2. Le financement de la professionnalisation à titre III constant : un pari audacieux
Le titre III de la Défense représentera une masse financière de 594 milliards de francs 1995 sur la période 1997-2002, soit une dotation annuelle de 99 milliards de francs, qui équivaut à une quasi-stabilité de ces crédits par rapport à la période antérieure. La loi de programmation repose donc sur le pari de financer la professionnalisation sans faire dériver le titre III . La diminution de 24 % environ des effectifs de la Défense (qui perdra 132 875 personnels entre 1996 et 2002), et la réduction des coûts de fonctionnement attendus de la contraction du format des armées, devront ainsi couvrir les frais liés au remplacement des appelés par des professionnels, qui se traduira nécessairement par une augmentation des charges liées aux rémunérations.
En effet, la professionnalisation aura pour conséquence une croissance des rémunérations et charges sociales de quelque 5 % (soit 76,91 milliards de francs 1995 au lieu de 73,39 actuellement). Cette augmentation, qui s'élèvera à + 3,9 % en francs courants pour la seule dotation 1997 (77,72 milliards de francs au lieu de 74,7 en 1996), est liée à une modification substantielle des effectifs , la part des civils et des militaires du rang engagés devant s'élever pendant la période de transition, aux dépens de celle des cadres d'active et des appelés.
Par ailleurs, le poids des rémunérations et charges sociales au sein du titre III passera ainsi de 74 % en 1996 à 77,68 % en 2002 (elle sera d'ores et déjà de 76 % en 1997), ce qui constituera un élément de rigidité à prendre en compte, au moment même où le titre III devra faire face aux charges nouvelles dues à la professionnalisation : mesures destinées à encourager le départ des cadres d'active, revalorisation des rémunérations des engagés, développement du recours à la sous-traitance, financement de la montée en puissance des réserves, aides à la reconversion des engagés, compensation du surcroît de mobilité des personnels dû aux restructurations ...). C'est ainsi que le fonds d'accompagnement de la professionnalisation sera doté de 9,1 milliards sur 1997-2002, équivalant à un prélèvement annuel moyen de 1,5 milliard de francs constants sur le titre III (qui atteindra 2,042 milliards de francs en 2002).

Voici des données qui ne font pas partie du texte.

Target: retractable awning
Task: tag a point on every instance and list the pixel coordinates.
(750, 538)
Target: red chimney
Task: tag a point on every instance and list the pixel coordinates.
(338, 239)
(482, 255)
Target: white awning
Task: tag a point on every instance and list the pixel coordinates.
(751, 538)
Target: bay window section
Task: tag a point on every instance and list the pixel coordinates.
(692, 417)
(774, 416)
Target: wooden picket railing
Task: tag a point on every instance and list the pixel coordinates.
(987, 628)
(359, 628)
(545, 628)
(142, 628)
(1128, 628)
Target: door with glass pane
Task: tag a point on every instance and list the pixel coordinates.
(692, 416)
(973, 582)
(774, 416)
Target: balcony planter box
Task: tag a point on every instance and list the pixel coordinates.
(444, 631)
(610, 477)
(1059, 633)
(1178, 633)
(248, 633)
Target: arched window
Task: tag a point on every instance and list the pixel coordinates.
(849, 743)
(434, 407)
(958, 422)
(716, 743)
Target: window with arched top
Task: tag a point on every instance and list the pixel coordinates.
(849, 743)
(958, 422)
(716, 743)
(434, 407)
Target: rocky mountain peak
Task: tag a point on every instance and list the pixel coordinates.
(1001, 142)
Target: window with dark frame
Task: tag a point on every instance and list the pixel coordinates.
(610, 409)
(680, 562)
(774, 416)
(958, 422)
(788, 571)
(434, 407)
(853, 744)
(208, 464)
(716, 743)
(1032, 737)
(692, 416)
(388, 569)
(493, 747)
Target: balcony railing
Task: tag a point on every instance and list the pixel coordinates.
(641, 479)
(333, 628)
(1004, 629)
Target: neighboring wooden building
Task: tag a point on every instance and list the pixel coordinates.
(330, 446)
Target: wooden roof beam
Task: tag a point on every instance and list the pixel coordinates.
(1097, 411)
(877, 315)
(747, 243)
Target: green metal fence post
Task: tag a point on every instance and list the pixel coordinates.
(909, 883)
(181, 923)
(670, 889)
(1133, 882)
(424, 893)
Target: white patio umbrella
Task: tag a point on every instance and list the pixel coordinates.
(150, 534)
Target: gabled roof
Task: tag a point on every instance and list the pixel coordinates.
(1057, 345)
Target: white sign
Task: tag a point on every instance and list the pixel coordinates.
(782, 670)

En 2002, la tranche annuelle du fonds d'accompagnement de la professionnalisation , jointe au surcoût en rémunérations et charges sociales lié à la professionnalisation (RCS 2002-RCS 1996) s'élèvera ainsi à 5,56 milliards de francs . Ces charges ne sauraient être considérées comme négligeables, si l'on considère qu'elles se cumuleront avec :
- le financement du surcoût des opérations extérieures dites « courantes » sur le titre III : à titre d'exemple, les dépenses supplémentaires imputables à la présence française au Tchad et en Centrafrique, qui pourraient entrer dans la catégorie des opérations extérieures « courantes » définie par la loi de programmation, se sont élevées à 0,72 milliards de francs sur le seul titre III en 1995 (le projet tendant à revoir le régime de la solde à l'étranger servie aux militaires en opérations revêt donc un intérêt évident dans la perspective de la diminution du surcoût lié aux opérations extérieures sur le titre III, comme votre rapporteur le précisera ci-après) ;
- une aggravation transitoire de certaines dépenses de fonctionnement pendant la période de transition : c'est ainsi que l'entretien des emprises libérées par les armées dans le cadre des restructurations continuera à peser sur le titre III, tant que ces immeubles ne seront pas vendus.
Les lourdes charges qui pèseront sur le titre III pendant la période de transition expliquent que la loi de programmation ait prévu une réduction de quelque 20 % des crédits consacrés au fonctionnement courant. Pour imparable qu'elle soit, pour des motifs d'équilibre budgétaire, cette prescription nécessitera, pour chaque armée, un effort d'économie extrêmement rigoureux.